César debe morir

Crítica de Aníbal Perotti - Cinemarama

Lazos de sangre

Los hermanos Taviani convocan a los fantasmas de Shakespeare en medio de una cárcel de alta seguridad. Los condenados interpretan el papel de su (propia) vida. Un singular grupo de actores amateur representa Julio César: una tragedia alimentada por las pesadillas del dramaturgo británico, paradójicamente cercana a las vidas de los presos. Los directores sostienen un delicado equilibrio entre la ficción teatral, los ensayos y los registros documentales, eludiendo las continuidades narrativas y cronológicas. La historia mítica de la Antigua Roma cruza el presente perpetuo de la cárcel. Las luchas fratricidas y las guerras de clanes se entrelazan en el tiempo y el espacio con la vida real de los actores en prisión.

La muerte de Brutus, apenas comenzada la película, es de una verosimilitud conmovedora. Pero el dispositivo se revela una vez que se baja el telón: los actores dejan la escena para volver a sus celdas mientras el público sale bajo la mirada atenta de los vigilantes. La película deriva entonces hacia un blanco y negro contrastado, que funciona más como una pertinente elección estética para representar la abstracción del espacio carcelario que como un subterfugio narrativo para ubicar la acción en el pasado. La puesta en escena integra con destreza el decorado de la prisión como el marco grandioso de la Roma Imperial. Los ensayos encuentran ecos terribles en las vidas caóticas de los actores. Los ladrillos de las paredes están llenos de conspiraciones, los asesinatos se preparan a la sombra de los tristes calabozos, las rejas y los barrotes ocultan las miradas de los testigos.

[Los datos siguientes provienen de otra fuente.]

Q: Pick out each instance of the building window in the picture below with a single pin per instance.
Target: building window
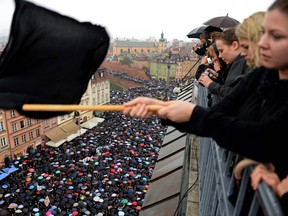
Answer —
(37, 132)
(16, 141)
(3, 142)
(24, 138)
(31, 137)
(1, 126)
(14, 127)
(12, 113)
(22, 124)
(46, 123)
(29, 121)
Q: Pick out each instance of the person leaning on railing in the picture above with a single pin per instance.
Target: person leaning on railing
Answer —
(267, 174)
(229, 51)
(252, 119)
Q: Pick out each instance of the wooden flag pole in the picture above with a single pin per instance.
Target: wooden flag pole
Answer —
(71, 107)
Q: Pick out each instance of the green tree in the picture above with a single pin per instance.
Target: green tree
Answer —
(125, 61)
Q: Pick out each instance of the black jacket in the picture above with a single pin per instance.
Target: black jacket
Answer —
(251, 120)
(231, 76)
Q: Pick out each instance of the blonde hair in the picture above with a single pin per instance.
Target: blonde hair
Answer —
(250, 29)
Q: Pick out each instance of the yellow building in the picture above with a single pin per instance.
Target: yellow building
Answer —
(139, 47)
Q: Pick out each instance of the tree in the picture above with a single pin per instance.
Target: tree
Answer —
(125, 61)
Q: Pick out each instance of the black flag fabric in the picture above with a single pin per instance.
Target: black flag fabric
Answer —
(49, 59)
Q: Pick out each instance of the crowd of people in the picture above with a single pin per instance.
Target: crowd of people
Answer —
(105, 171)
(251, 119)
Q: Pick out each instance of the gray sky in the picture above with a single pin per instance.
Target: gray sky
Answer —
(144, 19)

Los hermanos Taviani retoman los mejores momentos de su filmografía. Los condenados de Rebibbia prolongan el grito de Giulio, el preso anarquista de San Miguel tenía un gallo que hace más de cuarenta años reivindicaba el derecho a la palabra en el aislamiento de su celda. Como el pequeño pastor sardo de Padre Padrone, los personajes de César debe morir utilizan el dialecto: la palabra es el lugar de la identidad. Las escenas se actúan para un espectador invisible materializado por la presencia de la cámara o de observadores inesperados. Son momentos en los que la ficción se impone a la realidad, como en la notable secuencia del asesinato de César que los supervisores observan fascinados, demorando el silbato del fin del recreo hasta conocer el desenlace de la historia. La extraña alquimia de este pequeño mundo enfrentado a una realidad múltiple se abrevia en las palabras del preso que interpreta a Casius: “Desde que descubrí el arte, mi celda se convirtió en una prisión”.